English Little League is far from crap; Robert Pollard and Tobin Sprout know their way around a song, after all (if songs were people, Pollard’s output alone could populate a small country), and their craft and work ethic remains as remarkable as ever. The problem is that so few of the tunes feel memorable this time around. Guided By Voices are an appealing band not only in their remarkable quality to quantity ratio, but in the way they latch onto a snatch of song, and perform only as much as is necessarily, bailing before the whole thing becomes overkill. (Consider one of the band’s most enduring songs, “Game Of Pricks”: you could clean it up, draw it out, and have a perfectly acceptable mid-’90s alt-rock radio jam, but it’s over and in the can before it revs up, leaving us salivating.) It’s not so much quality control that makes GBV so potent — a band with a discography this extensive is bound to have its share of filler on wax — but rather an unwillingness to pad individual songs with superfluous ideas. But songs like “A Burning Glass” and “Biographer Seahorse”, neither one long even by Guided By Voices’ ratatat standards, feel uniquely plodding and tuneless in a way we haven’t seen from the rejuvenated band. The band’s penchant for half-cooked ideas committed to record as interludes or song fragments doesn’t really crop up here, either; and those can be the most exciting aspects of a GBV platter.

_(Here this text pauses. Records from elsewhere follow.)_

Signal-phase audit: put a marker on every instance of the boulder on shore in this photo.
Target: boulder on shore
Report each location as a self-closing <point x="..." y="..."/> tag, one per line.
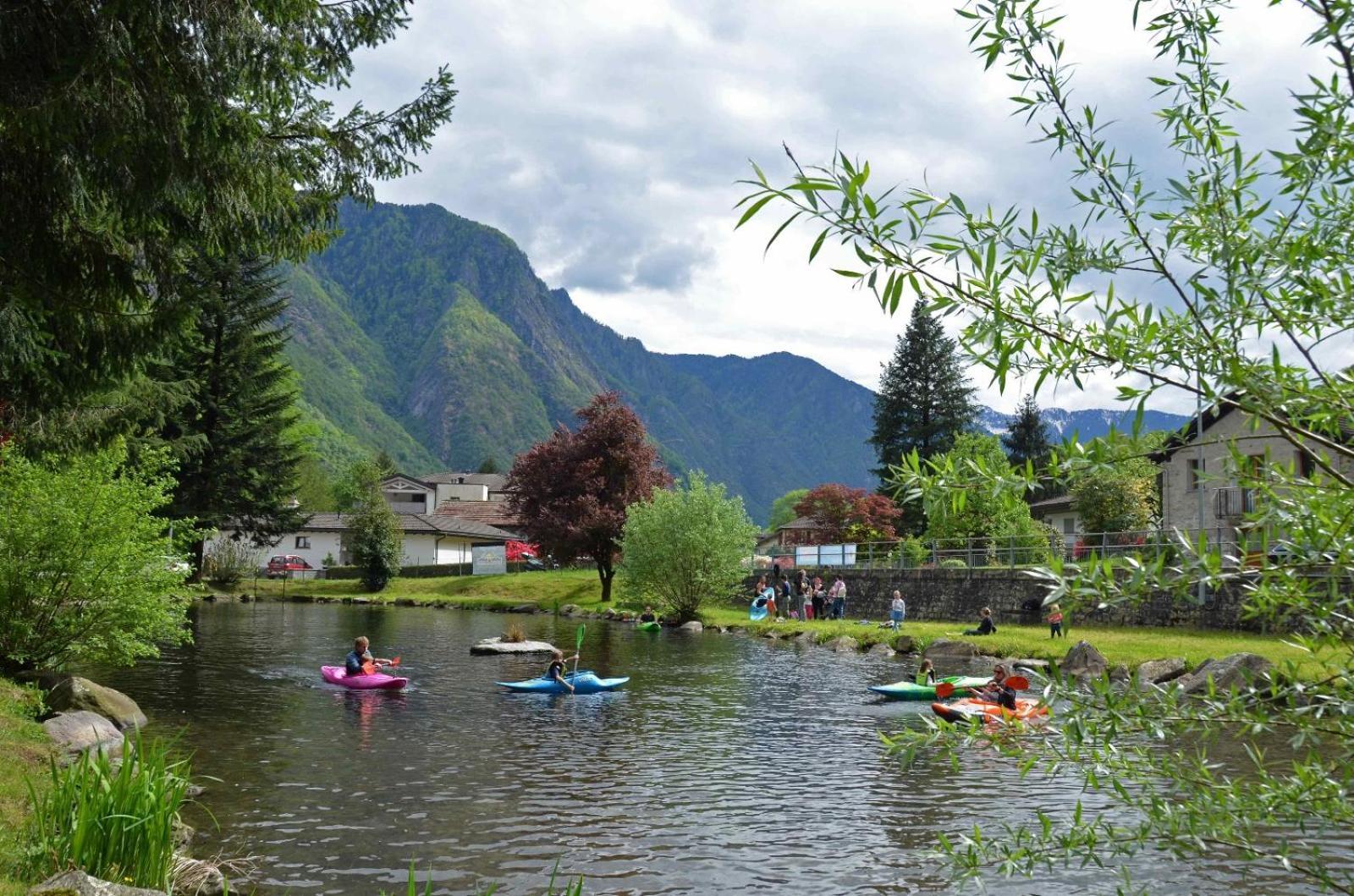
<point x="71" y="693"/>
<point x="1083" y="661"/>
<point x="1158" y="672"/>
<point x="947" y="649"/>
<point x="1230" y="673"/>
<point x="83" y="731"/>
<point x="76" y="882"/>
<point x="844" y="645"/>
<point x="493" y="646"/>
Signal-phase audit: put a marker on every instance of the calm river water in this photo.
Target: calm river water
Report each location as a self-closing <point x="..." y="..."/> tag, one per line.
<point x="729" y="764"/>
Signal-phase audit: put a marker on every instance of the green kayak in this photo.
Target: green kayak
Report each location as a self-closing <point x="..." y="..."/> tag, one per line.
<point x="911" y="690"/>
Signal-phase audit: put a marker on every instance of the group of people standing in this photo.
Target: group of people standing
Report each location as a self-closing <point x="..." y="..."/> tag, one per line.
<point x="802" y="597"/>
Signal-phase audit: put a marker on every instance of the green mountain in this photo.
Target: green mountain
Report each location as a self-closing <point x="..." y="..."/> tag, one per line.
<point x="428" y="336"/>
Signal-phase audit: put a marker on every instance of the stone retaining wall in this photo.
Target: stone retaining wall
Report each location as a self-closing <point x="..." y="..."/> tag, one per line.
<point x="1015" y="597"/>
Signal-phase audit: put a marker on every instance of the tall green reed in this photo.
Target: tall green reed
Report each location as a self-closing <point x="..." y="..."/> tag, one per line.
<point x="114" y="821"/>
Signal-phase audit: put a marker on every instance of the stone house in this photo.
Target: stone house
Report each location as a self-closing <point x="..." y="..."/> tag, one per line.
<point x="1198" y="475"/>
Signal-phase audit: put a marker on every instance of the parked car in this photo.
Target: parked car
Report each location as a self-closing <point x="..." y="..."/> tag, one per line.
<point x="288" y="564"/>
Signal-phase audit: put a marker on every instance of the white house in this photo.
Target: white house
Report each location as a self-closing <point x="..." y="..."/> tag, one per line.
<point x="428" y="539"/>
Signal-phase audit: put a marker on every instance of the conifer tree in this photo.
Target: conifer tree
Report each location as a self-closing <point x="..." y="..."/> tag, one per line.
<point x="1027" y="440"/>
<point x="925" y="399"/>
<point x="234" y="437"/>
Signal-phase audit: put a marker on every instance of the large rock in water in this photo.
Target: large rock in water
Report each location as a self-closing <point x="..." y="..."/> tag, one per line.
<point x="1230" y="673"/>
<point x="81" y="731"/>
<point x="74" y="693"/>
<point x="1083" y="661"/>
<point x="492" y="646"/>
<point x="76" y="882"/>
<point x="944" y="649"/>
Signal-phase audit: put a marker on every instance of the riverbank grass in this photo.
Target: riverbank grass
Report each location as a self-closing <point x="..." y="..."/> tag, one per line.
<point x="24" y="757"/>
<point x="554" y="589"/>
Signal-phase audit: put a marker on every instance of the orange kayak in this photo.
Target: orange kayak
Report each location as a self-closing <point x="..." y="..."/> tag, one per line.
<point x="970" y="708"/>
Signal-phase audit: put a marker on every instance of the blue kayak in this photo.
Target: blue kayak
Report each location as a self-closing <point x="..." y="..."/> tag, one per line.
<point x="584" y="683"/>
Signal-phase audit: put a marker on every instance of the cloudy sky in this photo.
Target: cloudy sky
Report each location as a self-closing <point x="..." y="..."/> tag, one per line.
<point x="607" y="135"/>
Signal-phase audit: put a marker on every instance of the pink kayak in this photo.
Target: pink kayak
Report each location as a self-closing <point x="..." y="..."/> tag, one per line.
<point x="338" y="676"/>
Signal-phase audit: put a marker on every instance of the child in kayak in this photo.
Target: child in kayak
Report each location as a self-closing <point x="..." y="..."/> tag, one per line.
<point x="359" y="661"/>
<point x="997" y="690"/>
<point x="557" y="669"/>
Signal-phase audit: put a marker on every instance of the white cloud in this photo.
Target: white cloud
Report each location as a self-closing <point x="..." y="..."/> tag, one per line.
<point x="606" y="137"/>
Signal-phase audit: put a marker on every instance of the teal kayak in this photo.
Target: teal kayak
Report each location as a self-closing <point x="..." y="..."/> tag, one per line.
<point x="584" y="683"/>
<point x="911" y="690"/>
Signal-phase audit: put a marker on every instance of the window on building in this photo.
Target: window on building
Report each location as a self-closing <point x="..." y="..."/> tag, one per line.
<point x="1306" y="463"/>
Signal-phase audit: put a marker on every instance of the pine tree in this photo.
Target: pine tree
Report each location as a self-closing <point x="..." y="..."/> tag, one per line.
<point x="234" y="437"/>
<point x="1027" y="440"/>
<point x="925" y="399"/>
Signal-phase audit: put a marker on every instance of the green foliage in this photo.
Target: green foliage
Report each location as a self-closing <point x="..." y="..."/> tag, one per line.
<point x="783" y="509"/>
<point x="234" y="437"/>
<point x="114" y="821"/>
<point x="85" y="561"/>
<point x="1119" y="497"/>
<point x="374" y="537"/>
<point x="687" y="546"/>
<point x="963" y="507"/>
<point x="1220" y="280"/>
<point x="227" y="142"/>
<point x="925" y="399"/>
<point x="228" y="561"/>
<point x="1027" y="440"/>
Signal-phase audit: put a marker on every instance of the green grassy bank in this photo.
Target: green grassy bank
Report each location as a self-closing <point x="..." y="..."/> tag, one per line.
<point x="24" y="757"/>
<point x="548" y="591"/>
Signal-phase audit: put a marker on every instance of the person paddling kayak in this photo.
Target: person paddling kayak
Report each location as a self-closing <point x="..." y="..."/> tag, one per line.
<point x="557" y="669"/>
<point x="359" y="661"/>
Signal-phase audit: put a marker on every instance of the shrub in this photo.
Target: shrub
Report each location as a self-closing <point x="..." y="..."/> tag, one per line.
<point x="228" y="562"/>
<point x="85" y="562"/>
<point x="112" y="821"/>
<point x="685" y="546"/>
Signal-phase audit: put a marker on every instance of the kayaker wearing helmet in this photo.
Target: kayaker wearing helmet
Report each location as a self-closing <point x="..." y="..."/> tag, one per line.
<point x="999" y="692"/>
<point x="557" y="669"/>
<point x="361" y="661"/>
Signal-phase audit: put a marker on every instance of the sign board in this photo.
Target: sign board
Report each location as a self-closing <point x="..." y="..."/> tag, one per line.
<point x="489" y="561"/>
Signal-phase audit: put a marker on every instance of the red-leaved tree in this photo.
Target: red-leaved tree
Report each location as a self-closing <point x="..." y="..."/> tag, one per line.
<point x="572" y="490"/>
<point x="850" y="514"/>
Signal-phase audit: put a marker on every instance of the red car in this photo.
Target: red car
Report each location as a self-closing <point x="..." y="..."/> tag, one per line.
<point x="288" y="564"/>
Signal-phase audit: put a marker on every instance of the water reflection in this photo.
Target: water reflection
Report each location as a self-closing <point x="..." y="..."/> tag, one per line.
<point x="729" y="765"/>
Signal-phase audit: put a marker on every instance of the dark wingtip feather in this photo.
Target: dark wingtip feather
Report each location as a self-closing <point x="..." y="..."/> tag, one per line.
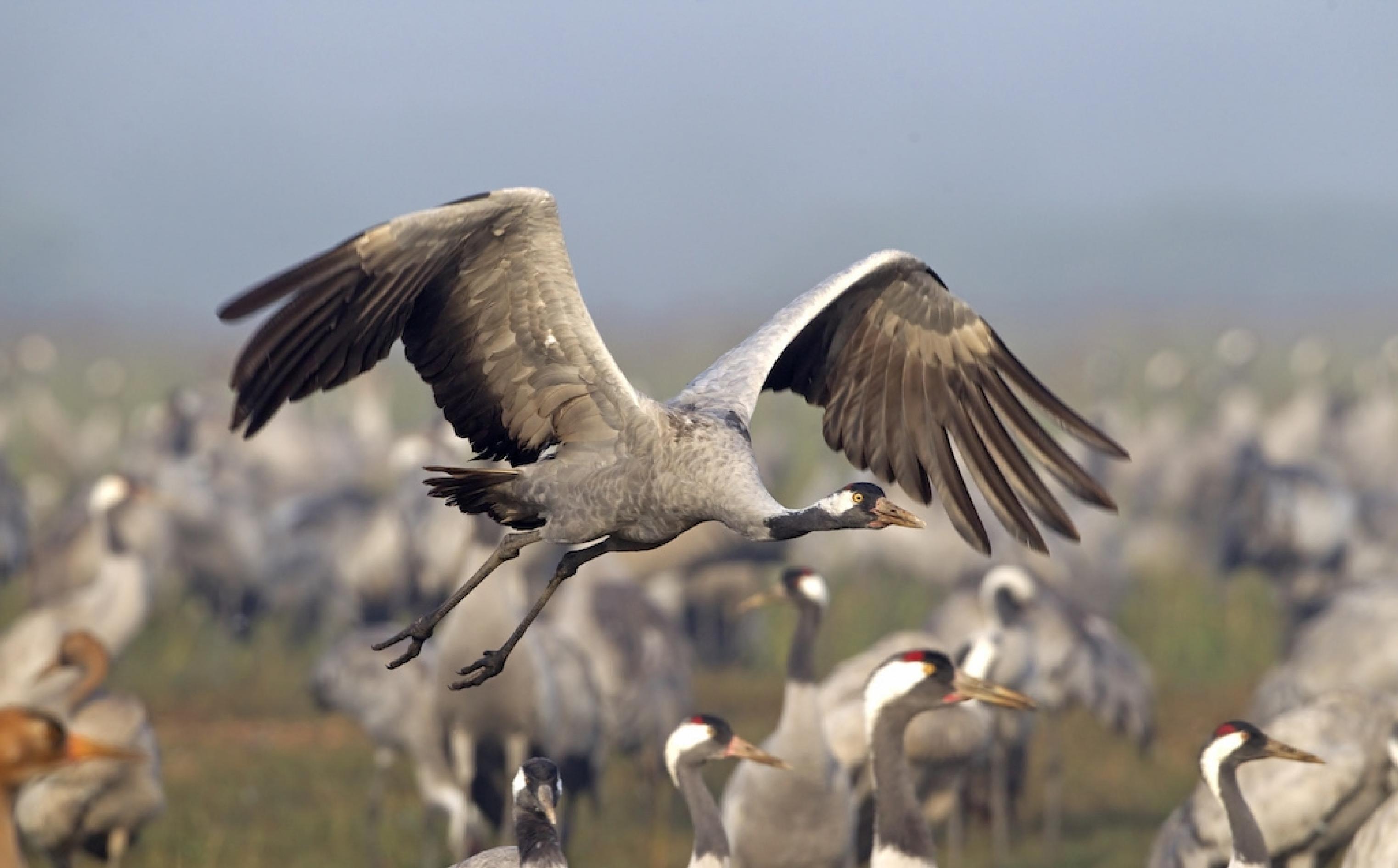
<point x="1068" y="419"/>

The best tunes are good, sure. Opener “Xeno Pariah” has the sort of arpeggiated riff that serves as comfort food to anyone that was paying attention to music in the ’90s. Sprout standout “Islands (She Talks in Rainbows)” coasts on an indelible melody and Sprout’s appealingly detached vocal, and “Sir Garlic Breath” is a GBV track of a distinct vintage, achieving a sort of beauty despite its synergy between Pollard’s distorted vocal and the sparse majesty of the guitar track.
And yet, somehow, it’s not enough; for the first time since those bygone days of 2012, Guided By Voices have released an album that isn’t up to the new standards they’ve set for themselves. It’s hardly terrible, but it’s curiously inessential; fortunately, if we remember everything that 2012 taught us, we know there’s more Guided By Voices just around the corner.